Kenneth Lee was an Access to Justice (A2J) summer intern who has interned at PathFinders twice. He is in his second year of his Juris Doctor degree at the University of Hong Kong. Thank you Kenneth for working with the team again and for all your hard work and enthusiasm!
What have you learned from this internship?
I once overheard someone saying that it was difficult to describe what PathFinders does in a nutshell. And it’s true. PathFinders’ clients can be in extraordinarily complicated matrimonial, employment, and immigration situations. But that is a reminder that when migrant domestic workers come to Hong Kong and become indispensable pillars of care for tens of thousands of households in this city, they are not merely workers.
During my internship, it was heartwarming to see so many people in Hong Kong advocating for the wellbeing of children born here to migrant mothers. Like every other child born here, these babies deserve to have an identity and access to healthcare, education, and opportunity.
What activities have you been participating in?
During my time at PathFinders, I drafted documents and legal research notes for the Access to Justice team. The process made me realize the various flaws Hong Kong law and policy has with regards to employment, immigration, and children. I shadowed weekly meetings with case managers, where I got a sense of how they worked with clients and what were the recurring issues that clients would face.
Furthermore, I assisted with PathFinders’ public consultation initiatives at LegCo, attended a press conference on a report by the UN Committee on the Elimination of Racial Discrimination on Hong Kong and China, and drafted talking points for a conference hosted by the Equal Opportunities Commission.

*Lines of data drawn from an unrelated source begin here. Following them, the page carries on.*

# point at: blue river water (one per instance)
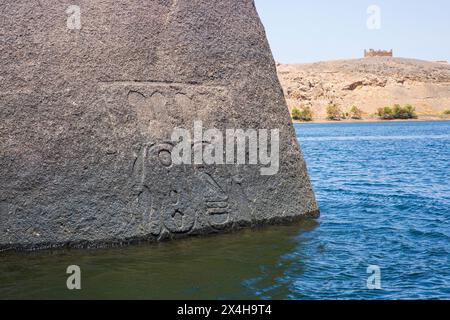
(384, 194)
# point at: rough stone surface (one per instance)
(86, 118)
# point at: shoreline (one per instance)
(319, 121)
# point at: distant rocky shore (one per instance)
(369, 86)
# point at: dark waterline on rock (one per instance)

I was also put on the spot many times when I called government agencies such as the Hospital Authority and the Labour Department to follow up on the progress of inquiries and documents for clients. At times I got to accompany clients to the Immigration Department to offer emotional support. This provided me an opportunity to chat, know the clients better on a personal level, and to experience first-hand the difficulties they encounter and the worries they face when interacting with government agencies.
The most memorable task I did was helping case managers assemble racks and organize baby boxes and clothes! It certainly increased a huge amount of floor space in the PathFinders’ office and I hope it helps our clients more easily access the supplies they need!
Having interned at PathFinders twice now, what kind of change in society do you hope for?
Aging demographics and dual working households mean that the number of people on foreign domestic helper visas is expected to rise to 600,000 in the next thirty years. Hong Kong should carefully consider how best to ensure that these workers are properly treated and protected.
And while NGOs like PathFinders and compassionate Hongkongers do their best to be a stopgap for now, the Hong Kong government should work now to plug the existing social welfare and other gaps experienced by this ultra-vulnerable population of babies, children and women in our city before the numbers become overwhelming.